Abrí de nuevo su coño cuando finalizaron las convulsiones. Lo tenía más inflamado, mojado, por dentro y por fuera. Apliqué un masaje en los labios mayores. Resbalaban entre mis dedos. Estaban más hinchados que antes y los labios menores asomaban brillantes por la hendidura. Acaricié el orificio anal y este se abrió pidiendo su invasión. Le metí dos dedos. Le gustaba. Me pedía más, pero los saqué y se los metí de nuevo en el coño después de ponérselos en la boca para que los chupara bien. De nuevo se hinchó el interior del coño. Se volvió loca moviendo la cabeza de un lado a otro. Expulsó varios chorros de un líquido inodoro, ligeramente viscoso.
Me coloqué de rodillas delante de ella. Desnudo, con la polla tiesa y descapullada. Tenía una fuerte erección. Apoyé sus pies sobre mis hombros y le acaricié el chocho con el capullo. Un capullo de casi sesenta años refregándose con un chocho de veinticinco tiene su morbo. Los roces con el clítoris hacían efecto. Por primera vez en toda la sesión, abrió los ojos para mirarme. Su mirada estaba cargada de lujuria; ardía de deseo. Le metí el capullo. Lo moví en círculos en el interior del chocho mirándola fijamente. Se hinchaba nuevamente al frotarlo. No tardó mucho en reaccionar. Movía las caderas y las levantaba para meterse mi polla hasta los huevos, ahora ronroneando, ahora gimiendo, ahora jadeando. La presión en mi polla era cada vez más fuerte. Su coño apretaba mi polla. Aceleró las convulsiones y llenó mi vientre con nuevos chorros de líquido que expulsaba entre gemidos y jadeos y algún grito ahogado.

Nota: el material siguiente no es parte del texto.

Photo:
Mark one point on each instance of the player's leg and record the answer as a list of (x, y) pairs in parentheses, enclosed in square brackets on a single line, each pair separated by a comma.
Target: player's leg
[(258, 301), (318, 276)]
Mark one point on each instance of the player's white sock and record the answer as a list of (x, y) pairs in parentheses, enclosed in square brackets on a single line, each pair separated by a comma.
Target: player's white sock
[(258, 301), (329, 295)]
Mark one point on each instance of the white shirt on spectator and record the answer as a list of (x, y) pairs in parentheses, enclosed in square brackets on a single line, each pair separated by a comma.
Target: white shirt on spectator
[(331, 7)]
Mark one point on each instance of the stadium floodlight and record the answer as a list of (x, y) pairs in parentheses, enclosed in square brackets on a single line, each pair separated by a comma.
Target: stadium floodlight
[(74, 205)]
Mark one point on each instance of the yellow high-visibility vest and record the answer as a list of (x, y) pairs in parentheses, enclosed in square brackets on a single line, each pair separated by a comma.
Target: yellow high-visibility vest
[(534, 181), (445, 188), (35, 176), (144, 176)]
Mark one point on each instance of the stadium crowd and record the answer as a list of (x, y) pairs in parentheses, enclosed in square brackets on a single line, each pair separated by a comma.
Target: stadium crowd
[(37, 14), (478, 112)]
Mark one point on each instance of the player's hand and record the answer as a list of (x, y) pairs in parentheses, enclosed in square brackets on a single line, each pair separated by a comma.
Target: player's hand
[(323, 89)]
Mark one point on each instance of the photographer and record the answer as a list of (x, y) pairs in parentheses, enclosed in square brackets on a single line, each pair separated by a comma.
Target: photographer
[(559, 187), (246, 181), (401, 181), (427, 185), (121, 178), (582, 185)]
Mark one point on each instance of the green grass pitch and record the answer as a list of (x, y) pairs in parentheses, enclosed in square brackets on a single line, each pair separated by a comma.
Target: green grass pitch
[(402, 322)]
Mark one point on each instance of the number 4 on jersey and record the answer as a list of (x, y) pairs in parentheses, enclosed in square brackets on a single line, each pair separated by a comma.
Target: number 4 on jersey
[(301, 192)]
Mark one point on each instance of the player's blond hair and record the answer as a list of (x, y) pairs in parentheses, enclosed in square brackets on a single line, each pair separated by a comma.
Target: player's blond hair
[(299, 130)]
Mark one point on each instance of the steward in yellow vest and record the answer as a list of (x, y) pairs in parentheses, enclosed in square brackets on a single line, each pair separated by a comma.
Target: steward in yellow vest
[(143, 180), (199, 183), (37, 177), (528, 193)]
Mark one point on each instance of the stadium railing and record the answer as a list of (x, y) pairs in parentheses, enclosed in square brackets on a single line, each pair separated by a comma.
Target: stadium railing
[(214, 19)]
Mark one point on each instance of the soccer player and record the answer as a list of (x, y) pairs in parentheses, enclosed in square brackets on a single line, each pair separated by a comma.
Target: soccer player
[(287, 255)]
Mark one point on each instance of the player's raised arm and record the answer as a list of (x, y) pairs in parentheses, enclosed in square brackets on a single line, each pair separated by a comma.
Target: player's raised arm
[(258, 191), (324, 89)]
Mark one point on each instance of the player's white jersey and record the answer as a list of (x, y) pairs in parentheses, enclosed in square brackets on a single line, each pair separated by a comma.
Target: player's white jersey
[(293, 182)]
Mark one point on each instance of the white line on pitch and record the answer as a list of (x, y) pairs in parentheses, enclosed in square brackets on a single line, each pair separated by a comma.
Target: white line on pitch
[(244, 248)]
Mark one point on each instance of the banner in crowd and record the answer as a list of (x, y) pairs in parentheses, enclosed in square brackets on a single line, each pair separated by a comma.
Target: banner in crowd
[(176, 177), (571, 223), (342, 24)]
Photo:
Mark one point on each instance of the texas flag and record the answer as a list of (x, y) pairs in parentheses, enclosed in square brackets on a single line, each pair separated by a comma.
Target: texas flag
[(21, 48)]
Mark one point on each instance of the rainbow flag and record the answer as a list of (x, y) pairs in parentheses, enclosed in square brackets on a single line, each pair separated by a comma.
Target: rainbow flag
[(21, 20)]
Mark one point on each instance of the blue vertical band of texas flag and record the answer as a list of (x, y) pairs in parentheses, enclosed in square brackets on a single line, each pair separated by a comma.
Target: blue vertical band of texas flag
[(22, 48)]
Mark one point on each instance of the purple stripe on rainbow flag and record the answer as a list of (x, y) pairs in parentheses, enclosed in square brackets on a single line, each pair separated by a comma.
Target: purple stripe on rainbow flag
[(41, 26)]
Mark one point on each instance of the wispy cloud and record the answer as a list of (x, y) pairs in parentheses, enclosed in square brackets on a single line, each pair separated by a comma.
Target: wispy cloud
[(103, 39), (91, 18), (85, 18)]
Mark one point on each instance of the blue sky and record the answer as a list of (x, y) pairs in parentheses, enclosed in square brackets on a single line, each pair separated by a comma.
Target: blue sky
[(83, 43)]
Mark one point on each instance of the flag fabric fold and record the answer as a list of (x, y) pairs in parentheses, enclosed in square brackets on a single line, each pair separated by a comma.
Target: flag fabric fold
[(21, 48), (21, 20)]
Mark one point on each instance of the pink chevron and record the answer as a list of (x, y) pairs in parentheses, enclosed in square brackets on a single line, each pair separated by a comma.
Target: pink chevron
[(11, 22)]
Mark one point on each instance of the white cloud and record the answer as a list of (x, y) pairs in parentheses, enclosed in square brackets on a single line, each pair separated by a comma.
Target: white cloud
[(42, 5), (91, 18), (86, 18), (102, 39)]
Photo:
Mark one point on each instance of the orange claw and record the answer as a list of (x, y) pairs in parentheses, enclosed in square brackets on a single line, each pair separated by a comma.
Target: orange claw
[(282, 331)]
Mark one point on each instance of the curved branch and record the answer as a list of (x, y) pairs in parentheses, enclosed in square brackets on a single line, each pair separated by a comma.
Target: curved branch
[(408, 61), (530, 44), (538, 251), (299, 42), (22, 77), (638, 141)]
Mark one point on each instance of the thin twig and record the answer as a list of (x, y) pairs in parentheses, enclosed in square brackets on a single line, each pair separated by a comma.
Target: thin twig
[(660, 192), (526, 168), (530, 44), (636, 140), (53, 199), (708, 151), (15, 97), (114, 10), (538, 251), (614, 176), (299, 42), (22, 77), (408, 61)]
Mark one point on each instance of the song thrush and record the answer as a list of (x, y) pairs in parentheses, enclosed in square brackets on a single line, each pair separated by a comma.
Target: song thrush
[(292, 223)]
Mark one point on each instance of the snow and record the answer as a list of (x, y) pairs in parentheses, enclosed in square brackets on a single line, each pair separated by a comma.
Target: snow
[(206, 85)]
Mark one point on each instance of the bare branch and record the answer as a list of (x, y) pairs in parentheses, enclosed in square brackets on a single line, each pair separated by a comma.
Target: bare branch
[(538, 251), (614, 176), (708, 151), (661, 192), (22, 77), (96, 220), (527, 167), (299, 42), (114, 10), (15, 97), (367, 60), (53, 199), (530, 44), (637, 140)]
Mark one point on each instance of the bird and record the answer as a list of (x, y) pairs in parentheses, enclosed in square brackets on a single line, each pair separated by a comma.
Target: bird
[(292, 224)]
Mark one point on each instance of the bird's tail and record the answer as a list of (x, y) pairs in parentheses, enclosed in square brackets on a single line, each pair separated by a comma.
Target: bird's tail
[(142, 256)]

Tenía toda la polla llena de lechaza a punto de reventar. Presionaba sobre mi capullo con impaciencia por salir disparada. Me aguanté sin correrme dentro de su chocho. No había venido a eso. La saqué. Babeaba gotas del líquido preseminal.
Inspeccioné de nuevo el coño para quedarme con los detalles. El vello lo cubría todo, desde el pliegue por encima del pubis, hasta el culo, llenando las ingles. Brillaba por los líquidos que había expulsado en las corridas. El ardor los mantenía hinchados los labios mayores. Dejaba a la vista los labios menores, pequeños y rugosos, y el minúsculo clítoris. Todo brillaba, estaba muy lubricada. Me quedé con esa imagen y añadí la de las enormes nalgas, un poco celulíticas, que se movían como un flan cuando caminaba.
No le pregunté el nombre. Tampoco me pidió más dinero por metérsela. A veces pienso si no podría ser una prolífica redactora de relatos eróticos a la sigo buscando en la calle entre todas las muchachas rellenas y gordas.